I smiled at him, lifting a hand to tuck my hair behind my ear.
It was then I realized I’d forgotten to put earrings in.
“Shit! I forgot earrings!” I cried, this exclamation being far more dramatic than the situation warranted.
“According to the microwave you have two minutes to accomplish that mission, Mom,” Pippa teased. “Since your jewelry isn’t in Calcutta, thinking you can pull that off.”
I gave her a look that was half smile, half glare as she grinned at me then I moved, saying, “I’ll be right back.”
Auden got in on the act, calling to my back, “We’ll try to survive without you.”
I hoped they’d have to wait years before they had to do that.

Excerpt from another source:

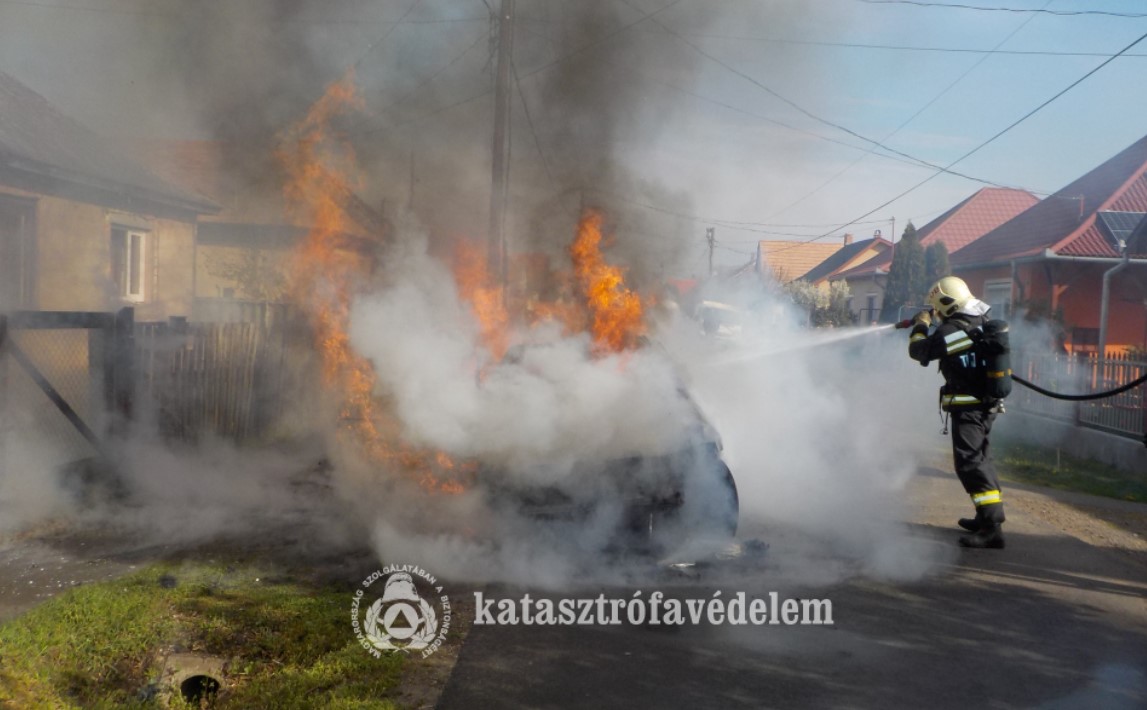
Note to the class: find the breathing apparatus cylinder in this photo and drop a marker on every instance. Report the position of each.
(996, 351)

I hurried down the hall but I’d nabbed my phone before I left the kitchen in the unlikely event Mickey called me, told me he had 24-hour pneumonia, but not to worry, Florence Nightingale had resurrected to care for him personally, though, alas, he could not come to dinner with me and my children.
This didn’t happen.
But after the third pair of earrings I put on (the first, diamond studs, they were big thus too flashy and too expensive; the second, long hoops that nearly reached my shoulders that Alyssa had talked me into buying, they were too disco; the last, a fall of beads and tiny gold leaves, just right), my phone rang.
I looked down at it on my bathroom counter and my neck muscles got tight when I saw it was Conrad.
Considering he might know what tonight was for Pippa, Auden, Mickey and me, and if he did the odds that he was calling was to ruin it for me were high, I didn’t answer.